Social conservatives spooked and angered by corporate wokeness coalesced around activist Robbie Starbuck, whose accusatory tweets and boycott threats then spooked and angered the corporations. A recent Public Private Strategies Institute survey showed that 82% of business leaders still believe in DEI, but 2024’s counterstrike means they’ll probably be quieter about it.

The car rebrand without the car

The Jaguar nameplate conjures images of racing at LeMans and the pantherlike lines of the E-Type.

It does not, apparently, lend itself to a man in a dress wielding a yellow sledgehammer or a cast of androgynous models running around a purple moonscape like the Teletubbies. This was the face of Jag’s November rebranding effort, which in its first day notched 47 million views—many of them landing somewhere between perplexed and livid. (Oh, and the ads didn’t show a single car.)

A sampling of the responses on X: “This is surely a joke,” “This is terrible” and “What the actual hell is this?” Critics slammed the effort as gratuitously woke with an air of disgust that conjured memories of Bud Light’s Dylan Mulvaney debacle. AB InBev backed down amid that blowback. So far, at least, Jaguar is sticking to the road.

No end to the fighting

The Israel-Hamas war erupted in October of 2023 after armed Palestinian extremists attacked Israel and killed 1,143 people, prompting Israel to launch a military counterstrike that’s led to the deaths of 45,000.

But just as the violence spilled into 2024, so has the anger focused on brands perceived to be pro-Israel—even if “pro” means simply having a presence there.
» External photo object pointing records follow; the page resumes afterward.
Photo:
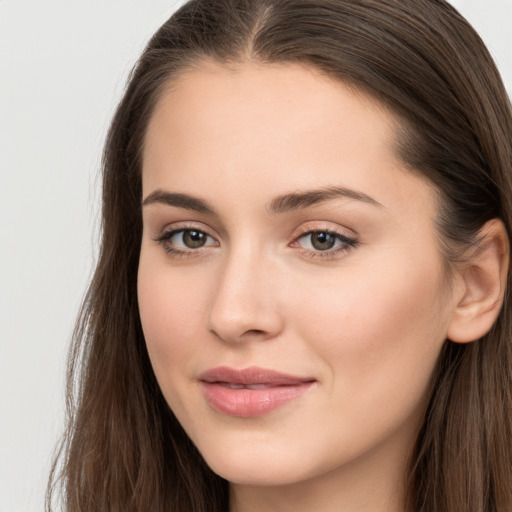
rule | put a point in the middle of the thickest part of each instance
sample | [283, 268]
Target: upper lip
[251, 375]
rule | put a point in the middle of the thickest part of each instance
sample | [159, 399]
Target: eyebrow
[281, 204]
[179, 201]
[298, 200]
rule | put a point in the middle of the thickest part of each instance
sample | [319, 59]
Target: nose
[245, 303]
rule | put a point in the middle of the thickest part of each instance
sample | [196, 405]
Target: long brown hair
[123, 449]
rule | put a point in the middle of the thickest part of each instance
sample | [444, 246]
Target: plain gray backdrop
[63, 65]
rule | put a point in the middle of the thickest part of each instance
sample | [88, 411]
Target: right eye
[183, 241]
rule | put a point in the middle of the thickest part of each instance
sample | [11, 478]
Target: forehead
[262, 128]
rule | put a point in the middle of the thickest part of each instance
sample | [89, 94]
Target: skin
[366, 322]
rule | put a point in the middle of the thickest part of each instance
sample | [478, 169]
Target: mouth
[251, 392]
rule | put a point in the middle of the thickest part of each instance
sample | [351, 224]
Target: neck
[374, 482]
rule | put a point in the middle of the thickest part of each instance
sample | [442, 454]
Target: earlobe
[482, 281]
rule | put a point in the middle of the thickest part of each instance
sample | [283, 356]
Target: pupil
[323, 241]
[194, 239]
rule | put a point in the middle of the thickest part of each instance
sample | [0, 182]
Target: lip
[251, 392]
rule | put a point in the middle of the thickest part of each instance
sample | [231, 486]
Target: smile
[250, 392]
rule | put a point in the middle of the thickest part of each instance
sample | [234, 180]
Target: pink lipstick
[250, 392]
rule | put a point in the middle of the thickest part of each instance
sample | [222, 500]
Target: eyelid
[164, 236]
[313, 226]
[348, 240]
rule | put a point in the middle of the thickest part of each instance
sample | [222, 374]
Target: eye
[186, 240]
[325, 242]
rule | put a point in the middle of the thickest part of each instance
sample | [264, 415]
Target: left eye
[324, 241]
[188, 239]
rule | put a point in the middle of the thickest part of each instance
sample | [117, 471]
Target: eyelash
[346, 243]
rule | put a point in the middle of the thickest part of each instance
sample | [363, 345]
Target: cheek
[171, 309]
[379, 332]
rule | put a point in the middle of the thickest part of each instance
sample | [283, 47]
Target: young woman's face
[291, 288]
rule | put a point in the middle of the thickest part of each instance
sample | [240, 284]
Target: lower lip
[250, 403]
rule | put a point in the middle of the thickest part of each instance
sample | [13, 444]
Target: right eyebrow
[179, 201]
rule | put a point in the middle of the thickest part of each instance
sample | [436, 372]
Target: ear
[481, 285]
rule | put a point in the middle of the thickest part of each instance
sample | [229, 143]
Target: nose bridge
[244, 303]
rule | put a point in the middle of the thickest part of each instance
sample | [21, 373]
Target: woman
[300, 301]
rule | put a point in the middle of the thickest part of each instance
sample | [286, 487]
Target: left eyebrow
[179, 201]
[299, 200]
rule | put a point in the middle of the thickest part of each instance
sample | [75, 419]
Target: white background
[63, 65]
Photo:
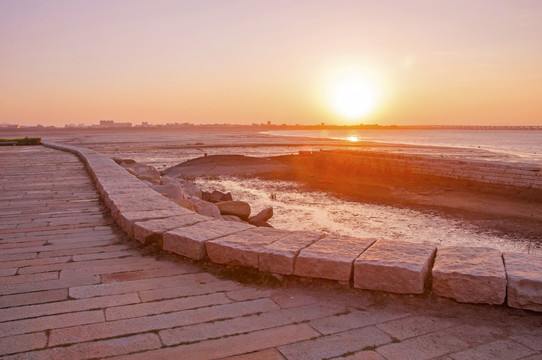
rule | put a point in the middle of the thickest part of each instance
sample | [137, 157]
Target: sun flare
[353, 93]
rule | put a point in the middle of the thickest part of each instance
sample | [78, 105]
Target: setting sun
[353, 93]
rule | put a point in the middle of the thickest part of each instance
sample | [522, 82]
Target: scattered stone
[524, 273]
[174, 191]
[232, 218]
[330, 257]
[187, 204]
[237, 208]
[470, 275]
[261, 218]
[125, 161]
[261, 224]
[394, 266]
[206, 196]
[217, 196]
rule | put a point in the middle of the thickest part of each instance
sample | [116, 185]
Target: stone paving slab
[470, 274]
[331, 257]
[151, 231]
[394, 266]
[126, 219]
[243, 248]
[524, 280]
[190, 241]
[279, 256]
[140, 307]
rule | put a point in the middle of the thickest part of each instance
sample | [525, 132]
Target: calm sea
[523, 145]
[299, 209]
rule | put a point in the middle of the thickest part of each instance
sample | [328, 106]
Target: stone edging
[471, 275]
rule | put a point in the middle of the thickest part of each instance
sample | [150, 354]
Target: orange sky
[440, 62]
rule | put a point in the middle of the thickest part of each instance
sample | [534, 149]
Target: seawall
[471, 275]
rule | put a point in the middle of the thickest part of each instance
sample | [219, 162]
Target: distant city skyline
[420, 62]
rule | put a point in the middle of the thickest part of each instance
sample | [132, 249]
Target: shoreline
[510, 211]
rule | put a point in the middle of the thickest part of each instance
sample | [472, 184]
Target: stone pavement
[71, 288]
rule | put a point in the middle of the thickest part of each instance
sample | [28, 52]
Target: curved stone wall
[471, 275]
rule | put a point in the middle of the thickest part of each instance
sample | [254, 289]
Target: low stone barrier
[472, 275]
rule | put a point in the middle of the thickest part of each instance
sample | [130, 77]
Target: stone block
[126, 219]
[190, 241]
[151, 231]
[470, 275]
[394, 266]
[330, 257]
[243, 248]
[279, 256]
[524, 273]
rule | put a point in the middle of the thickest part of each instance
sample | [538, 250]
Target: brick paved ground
[71, 288]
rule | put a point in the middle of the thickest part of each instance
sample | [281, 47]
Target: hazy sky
[436, 61]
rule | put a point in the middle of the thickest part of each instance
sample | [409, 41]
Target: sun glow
[353, 93]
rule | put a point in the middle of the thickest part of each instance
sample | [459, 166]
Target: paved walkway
[71, 287]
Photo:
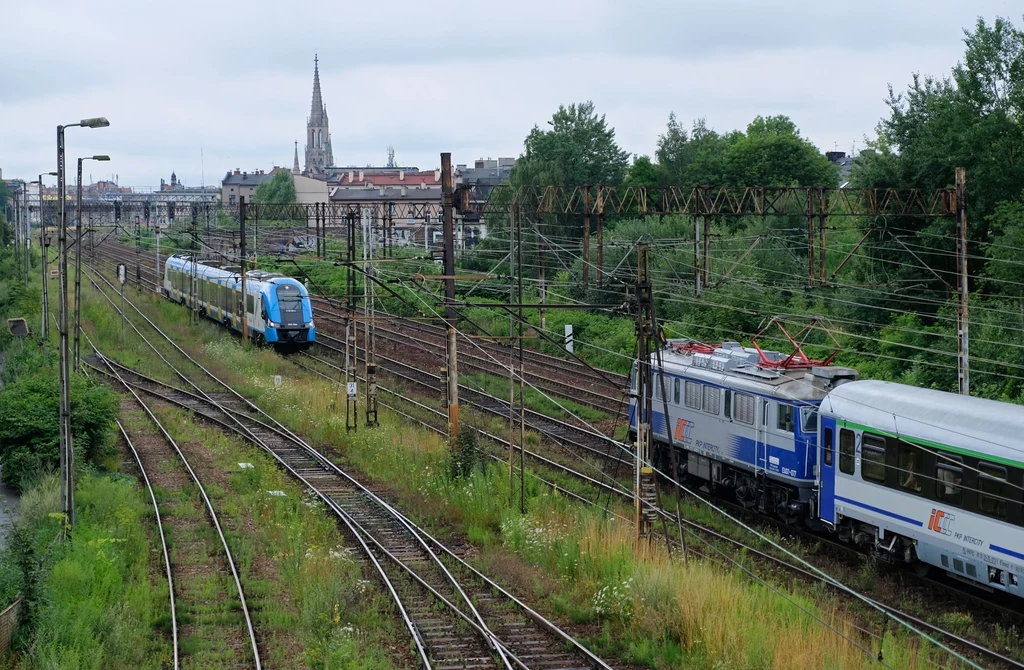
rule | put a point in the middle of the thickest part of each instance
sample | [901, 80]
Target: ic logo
[683, 428]
[940, 520]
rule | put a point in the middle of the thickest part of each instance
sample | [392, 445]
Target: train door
[826, 471]
[761, 435]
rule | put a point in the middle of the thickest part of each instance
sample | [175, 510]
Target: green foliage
[30, 417]
[464, 457]
[642, 173]
[281, 189]
[579, 149]
[771, 153]
[96, 604]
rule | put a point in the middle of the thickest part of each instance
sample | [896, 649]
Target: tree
[579, 149]
[773, 154]
[280, 190]
[643, 172]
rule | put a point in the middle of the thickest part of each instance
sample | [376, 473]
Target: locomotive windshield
[290, 302]
[809, 417]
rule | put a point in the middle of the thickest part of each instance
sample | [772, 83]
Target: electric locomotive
[276, 307]
[915, 476]
[742, 421]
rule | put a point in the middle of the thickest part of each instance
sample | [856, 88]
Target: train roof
[961, 422]
[217, 268]
[734, 366]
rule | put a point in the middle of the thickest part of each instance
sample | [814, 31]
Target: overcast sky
[231, 82]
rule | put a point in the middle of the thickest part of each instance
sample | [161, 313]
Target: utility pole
[242, 252]
[351, 384]
[28, 234]
[369, 344]
[17, 233]
[451, 317]
[586, 237]
[67, 452]
[542, 292]
[44, 249]
[963, 360]
[645, 493]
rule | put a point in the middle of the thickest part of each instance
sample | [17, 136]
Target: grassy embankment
[571, 560]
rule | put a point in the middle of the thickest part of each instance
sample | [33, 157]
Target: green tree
[579, 149]
[773, 154]
[280, 190]
[691, 158]
[643, 172]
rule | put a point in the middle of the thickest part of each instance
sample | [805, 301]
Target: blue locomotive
[276, 307]
[914, 475]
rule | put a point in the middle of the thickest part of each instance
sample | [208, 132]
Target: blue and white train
[278, 307]
[915, 475]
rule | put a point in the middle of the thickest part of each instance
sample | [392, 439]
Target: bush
[30, 431]
[463, 458]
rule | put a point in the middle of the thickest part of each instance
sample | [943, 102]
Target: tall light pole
[67, 453]
[78, 255]
[44, 252]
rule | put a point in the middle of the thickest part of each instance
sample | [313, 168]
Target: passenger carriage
[915, 473]
[276, 307]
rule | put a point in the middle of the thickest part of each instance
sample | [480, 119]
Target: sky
[201, 88]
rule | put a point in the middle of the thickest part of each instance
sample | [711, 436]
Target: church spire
[318, 155]
[316, 109]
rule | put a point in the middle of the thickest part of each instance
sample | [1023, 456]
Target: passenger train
[278, 307]
[916, 476]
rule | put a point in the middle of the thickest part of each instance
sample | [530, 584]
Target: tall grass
[100, 606]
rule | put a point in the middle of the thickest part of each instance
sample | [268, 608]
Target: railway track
[216, 625]
[430, 382]
[562, 377]
[711, 544]
[457, 617]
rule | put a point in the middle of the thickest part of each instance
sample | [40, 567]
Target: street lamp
[78, 255]
[67, 453]
[44, 251]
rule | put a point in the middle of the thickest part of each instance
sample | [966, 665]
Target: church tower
[318, 156]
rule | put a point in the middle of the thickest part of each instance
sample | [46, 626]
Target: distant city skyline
[214, 89]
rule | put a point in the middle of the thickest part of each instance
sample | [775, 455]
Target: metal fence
[8, 624]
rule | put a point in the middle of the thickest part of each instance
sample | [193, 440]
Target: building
[318, 154]
[243, 184]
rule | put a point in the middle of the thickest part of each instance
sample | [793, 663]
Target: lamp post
[67, 453]
[44, 252]
[78, 256]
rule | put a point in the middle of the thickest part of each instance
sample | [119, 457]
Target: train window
[784, 418]
[992, 489]
[950, 476]
[809, 418]
[846, 449]
[693, 395]
[909, 460]
[711, 400]
[872, 458]
[743, 408]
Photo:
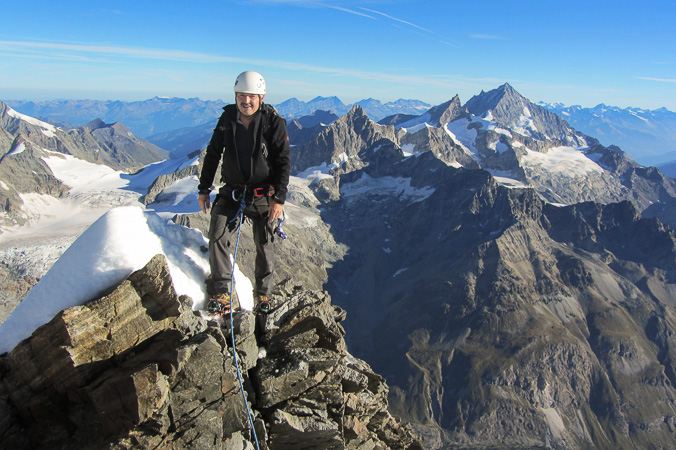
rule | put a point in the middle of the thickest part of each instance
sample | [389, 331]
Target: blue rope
[240, 216]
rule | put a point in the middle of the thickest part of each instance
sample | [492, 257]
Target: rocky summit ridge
[138, 368]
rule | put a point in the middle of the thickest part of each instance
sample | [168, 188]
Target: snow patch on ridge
[371, 186]
[567, 161]
[47, 129]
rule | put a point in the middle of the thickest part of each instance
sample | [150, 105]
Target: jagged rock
[138, 369]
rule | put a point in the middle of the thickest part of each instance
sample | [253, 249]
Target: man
[251, 140]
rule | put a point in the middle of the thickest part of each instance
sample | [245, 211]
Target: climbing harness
[240, 216]
[278, 229]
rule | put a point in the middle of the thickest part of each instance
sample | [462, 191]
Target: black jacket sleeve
[212, 158]
[280, 159]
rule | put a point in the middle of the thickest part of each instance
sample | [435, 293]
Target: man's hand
[275, 211]
[204, 201]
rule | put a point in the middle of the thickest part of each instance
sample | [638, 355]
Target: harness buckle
[265, 191]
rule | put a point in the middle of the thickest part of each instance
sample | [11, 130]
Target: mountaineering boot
[262, 304]
[219, 304]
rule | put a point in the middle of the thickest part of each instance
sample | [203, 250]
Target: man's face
[248, 104]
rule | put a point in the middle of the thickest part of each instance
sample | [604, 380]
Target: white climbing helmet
[250, 82]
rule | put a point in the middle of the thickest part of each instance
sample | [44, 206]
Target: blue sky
[588, 52]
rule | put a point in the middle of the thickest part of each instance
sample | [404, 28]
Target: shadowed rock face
[138, 369]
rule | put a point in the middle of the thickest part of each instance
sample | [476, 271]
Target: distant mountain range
[649, 136]
[511, 277]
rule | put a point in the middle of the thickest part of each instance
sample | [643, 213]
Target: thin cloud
[396, 19]
[662, 80]
[44, 50]
[350, 11]
[492, 37]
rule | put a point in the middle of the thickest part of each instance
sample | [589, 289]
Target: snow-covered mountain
[144, 118]
[649, 136]
[502, 270]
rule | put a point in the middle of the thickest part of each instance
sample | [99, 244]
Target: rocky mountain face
[138, 368]
[510, 277]
[295, 109]
[508, 300]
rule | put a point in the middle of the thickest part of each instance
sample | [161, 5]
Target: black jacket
[270, 163]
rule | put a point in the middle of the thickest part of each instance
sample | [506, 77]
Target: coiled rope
[240, 216]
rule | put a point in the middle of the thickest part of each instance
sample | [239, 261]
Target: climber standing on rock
[251, 141]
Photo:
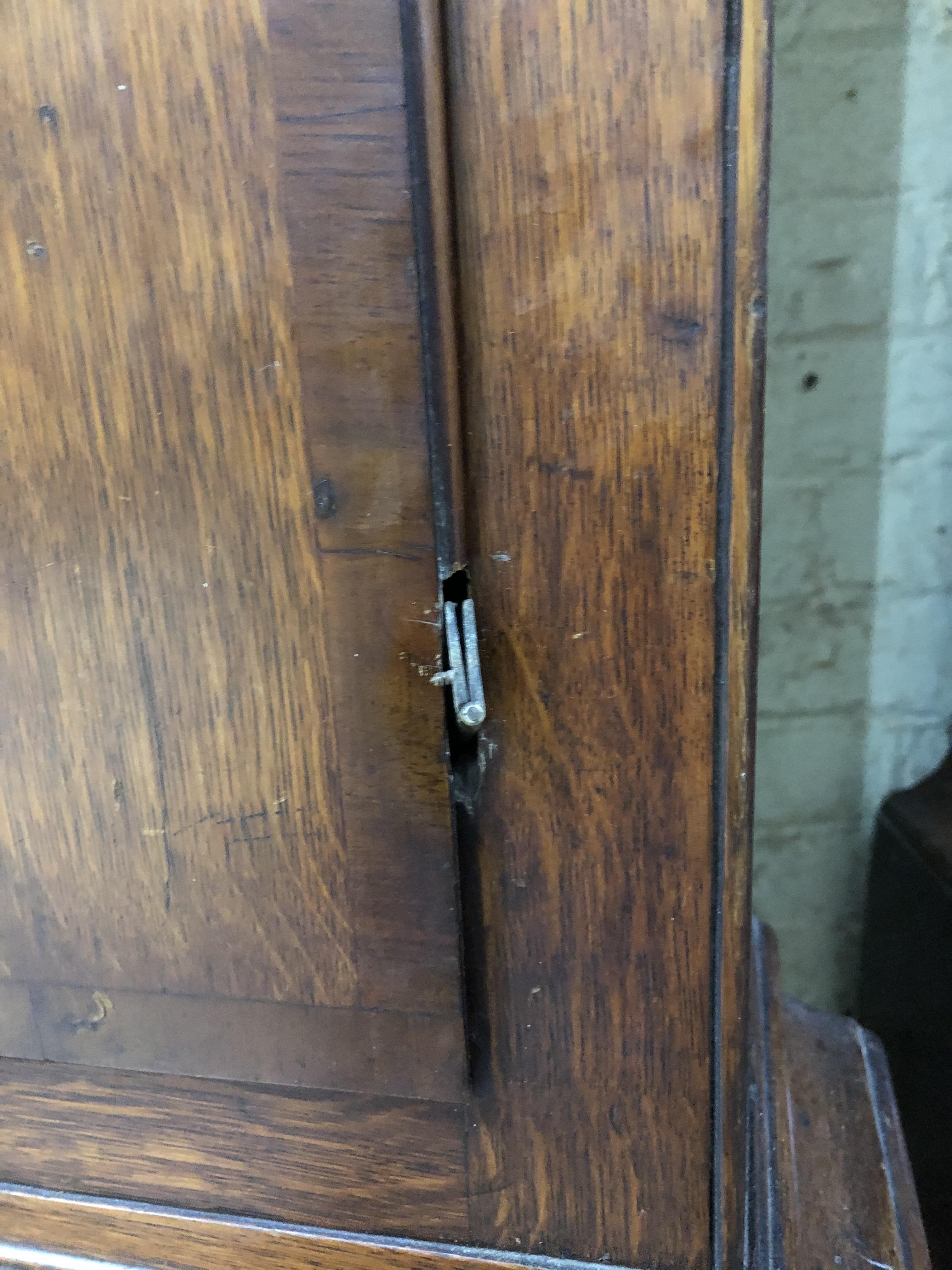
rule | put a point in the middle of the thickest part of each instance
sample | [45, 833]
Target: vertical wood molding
[588, 186]
[747, 161]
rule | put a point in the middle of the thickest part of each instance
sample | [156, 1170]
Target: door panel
[223, 793]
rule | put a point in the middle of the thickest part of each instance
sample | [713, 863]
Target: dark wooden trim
[38, 1226]
[395, 1053]
[832, 1183]
[436, 271]
[747, 163]
[386, 1165]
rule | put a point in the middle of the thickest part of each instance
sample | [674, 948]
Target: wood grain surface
[588, 178]
[50, 1225]
[224, 773]
[748, 97]
[386, 1165]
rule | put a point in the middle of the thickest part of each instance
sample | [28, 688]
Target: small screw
[326, 498]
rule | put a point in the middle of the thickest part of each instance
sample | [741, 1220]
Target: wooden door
[224, 798]
[290, 359]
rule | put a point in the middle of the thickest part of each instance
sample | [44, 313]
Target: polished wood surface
[386, 1165]
[588, 158]
[50, 1225]
[224, 801]
[742, 407]
[610, 252]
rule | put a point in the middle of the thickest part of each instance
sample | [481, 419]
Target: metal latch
[464, 676]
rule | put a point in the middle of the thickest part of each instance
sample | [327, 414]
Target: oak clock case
[320, 321]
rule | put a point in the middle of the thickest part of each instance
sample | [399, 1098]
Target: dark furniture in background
[905, 991]
[315, 318]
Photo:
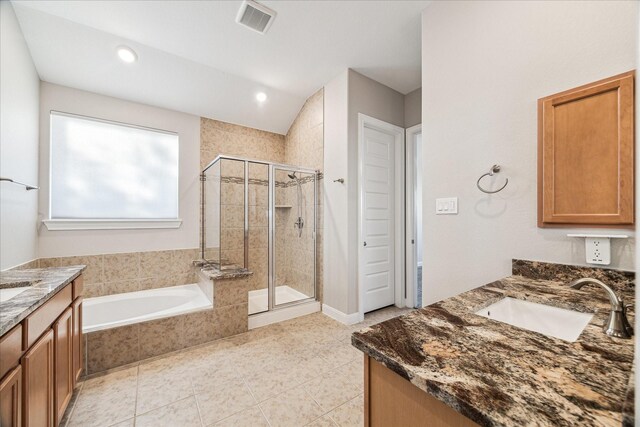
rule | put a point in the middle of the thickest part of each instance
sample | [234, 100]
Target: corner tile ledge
[215, 274]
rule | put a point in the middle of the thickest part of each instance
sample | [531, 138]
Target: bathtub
[133, 307]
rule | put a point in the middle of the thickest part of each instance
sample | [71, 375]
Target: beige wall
[218, 137]
[95, 242]
[336, 200]
[19, 103]
[346, 96]
[413, 108]
[484, 66]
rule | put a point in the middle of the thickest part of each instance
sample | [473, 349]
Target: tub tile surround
[110, 274]
[43, 284]
[548, 380]
[298, 372]
[119, 346]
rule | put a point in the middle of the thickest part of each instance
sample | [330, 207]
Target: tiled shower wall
[217, 138]
[304, 146]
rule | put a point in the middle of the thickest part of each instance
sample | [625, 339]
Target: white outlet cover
[447, 206]
[598, 250]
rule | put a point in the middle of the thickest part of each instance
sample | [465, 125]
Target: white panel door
[378, 186]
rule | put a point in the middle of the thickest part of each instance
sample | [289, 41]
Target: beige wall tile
[230, 292]
[112, 347]
[200, 327]
[118, 267]
[110, 288]
[161, 336]
[154, 264]
[232, 319]
[93, 272]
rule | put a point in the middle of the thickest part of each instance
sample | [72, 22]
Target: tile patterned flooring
[295, 373]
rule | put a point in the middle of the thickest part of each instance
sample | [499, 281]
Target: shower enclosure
[262, 216]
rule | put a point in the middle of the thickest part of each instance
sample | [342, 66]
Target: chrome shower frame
[272, 167]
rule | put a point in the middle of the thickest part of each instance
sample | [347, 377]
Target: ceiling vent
[255, 16]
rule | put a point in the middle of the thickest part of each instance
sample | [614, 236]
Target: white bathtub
[133, 307]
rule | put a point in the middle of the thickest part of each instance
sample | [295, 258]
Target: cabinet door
[78, 344]
[586, 155]
[11, 398]
[63, 362]
[37, 364]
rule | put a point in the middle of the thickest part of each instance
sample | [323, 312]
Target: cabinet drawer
[78, 287]
[42, 319]
[10, 349]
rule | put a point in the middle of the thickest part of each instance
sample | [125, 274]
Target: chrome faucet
[617, 324]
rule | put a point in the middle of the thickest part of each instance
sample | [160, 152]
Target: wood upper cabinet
[11, 398]
[63, 362]
[586, 155]
[37, 364]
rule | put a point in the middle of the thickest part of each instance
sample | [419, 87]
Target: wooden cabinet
[63, 362]
[390, 400]
[11, 398]
[37, 364]
[78, 344]
[39, 382]
[586, 155]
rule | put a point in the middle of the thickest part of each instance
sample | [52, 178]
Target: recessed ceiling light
[127, 54]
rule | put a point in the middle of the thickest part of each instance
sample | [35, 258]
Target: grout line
[193, 390]
[135, 407]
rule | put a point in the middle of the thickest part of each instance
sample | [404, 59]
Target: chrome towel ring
[494, 169]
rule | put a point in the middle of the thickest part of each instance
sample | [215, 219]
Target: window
[111, 173]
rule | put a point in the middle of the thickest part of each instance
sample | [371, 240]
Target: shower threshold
[259, 299]
[258, 306]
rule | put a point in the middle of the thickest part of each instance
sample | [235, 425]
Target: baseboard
[282, 314]
[347, 319]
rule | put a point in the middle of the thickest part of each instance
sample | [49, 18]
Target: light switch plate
[447, 206]
[598, 250]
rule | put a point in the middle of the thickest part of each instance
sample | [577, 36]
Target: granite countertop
[45, 283]
[499, 375]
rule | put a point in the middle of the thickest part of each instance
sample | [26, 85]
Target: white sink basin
[7, 294]
[544, 319]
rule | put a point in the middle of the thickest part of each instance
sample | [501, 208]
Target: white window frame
[60, 224]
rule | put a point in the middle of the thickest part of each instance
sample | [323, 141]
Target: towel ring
[494, 169]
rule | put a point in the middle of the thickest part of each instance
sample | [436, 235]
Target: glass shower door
[294, 225]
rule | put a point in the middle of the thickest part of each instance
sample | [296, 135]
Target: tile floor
[295, 373]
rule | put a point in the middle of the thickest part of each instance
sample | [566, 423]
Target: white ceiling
[194, 58]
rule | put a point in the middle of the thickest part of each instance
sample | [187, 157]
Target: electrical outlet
[598, 250]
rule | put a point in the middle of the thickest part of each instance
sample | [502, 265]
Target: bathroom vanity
[41, 351]
[445, 365]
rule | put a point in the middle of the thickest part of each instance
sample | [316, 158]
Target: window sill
[110, 224]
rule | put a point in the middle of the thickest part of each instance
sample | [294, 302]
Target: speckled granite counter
[499, 375]
[46, 282]
[227, 273]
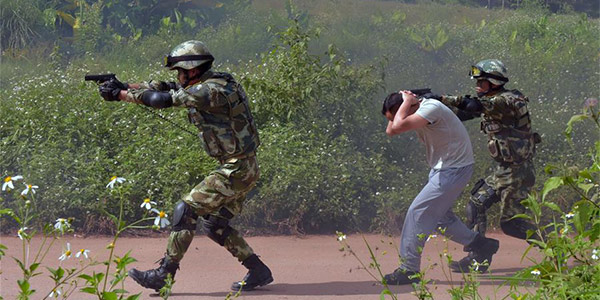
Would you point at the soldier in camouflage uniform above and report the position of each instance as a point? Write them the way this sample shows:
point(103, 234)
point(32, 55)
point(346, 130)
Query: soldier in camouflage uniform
point(218, 106)
point(511, 143)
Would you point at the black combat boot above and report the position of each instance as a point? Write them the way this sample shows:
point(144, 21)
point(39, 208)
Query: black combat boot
point(155, 278)
point(400, 277)
point(258, 275)
point(481, 250)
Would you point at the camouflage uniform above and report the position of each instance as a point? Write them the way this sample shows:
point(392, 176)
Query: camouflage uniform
point(511, 142)
point(219, 108)
point(505, 119)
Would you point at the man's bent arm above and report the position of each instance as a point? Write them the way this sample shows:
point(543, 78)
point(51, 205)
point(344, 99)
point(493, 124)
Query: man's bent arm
point(404, 120)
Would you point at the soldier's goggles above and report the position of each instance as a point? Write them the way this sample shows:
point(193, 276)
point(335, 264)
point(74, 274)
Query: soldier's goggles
point(171, 60)
point(477, 72)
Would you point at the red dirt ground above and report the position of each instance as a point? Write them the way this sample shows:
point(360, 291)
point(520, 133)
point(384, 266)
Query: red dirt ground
point(309, 267)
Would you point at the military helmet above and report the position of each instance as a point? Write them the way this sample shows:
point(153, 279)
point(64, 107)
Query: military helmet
point(189, 55)
point(492, 70)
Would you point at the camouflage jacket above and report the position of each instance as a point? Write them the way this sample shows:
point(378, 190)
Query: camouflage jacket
point(505, 119)
point(218, 106)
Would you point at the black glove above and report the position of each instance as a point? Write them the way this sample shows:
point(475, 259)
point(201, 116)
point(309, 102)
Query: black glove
point(431, 96)
point(110, 90)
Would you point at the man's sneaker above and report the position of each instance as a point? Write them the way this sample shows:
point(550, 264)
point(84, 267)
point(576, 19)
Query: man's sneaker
point(400, 277)
point(480, 256)
point(258, 275)
point(155, 278)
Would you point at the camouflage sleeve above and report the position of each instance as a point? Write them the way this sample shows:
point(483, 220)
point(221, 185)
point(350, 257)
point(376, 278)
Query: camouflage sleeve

Predictably, boycotts and the threat of boycotts have centered on the most visible players including Coca-Cola, McDonald’s, Starbucks and Domino’s.

Some of the backlash was, in a sense, not new. The Arab League boycotted Coke from 1967 to 1991 after it opened an Israeli bottling plant. (For the record, Coke also has four facilities in the Palestinian territories.) McDonald’s Israel made headlines by announcing free meals for Israeli soldiers, but HQ in America reportedly had nothing to do with the decision.

Peak hits a valley

In early December, a torrent of rage and accusations filled the inbox of CEO Peter Dering. The reason? Dering’s company makes Peak Backpacks, one of which appeared on a video still released by the NYPD as it hunted for Luigi Mangione, the alleged killer of United Healthcare CEO Brian Thompson. The public’s ire stemmed from a rumor that Dering had recognized his product himself and called the cops—which he denies doing. “We cannot associate a product serial number with a customer unless that customer has voluntarily registered their product on our site,” Dering explained in a statement.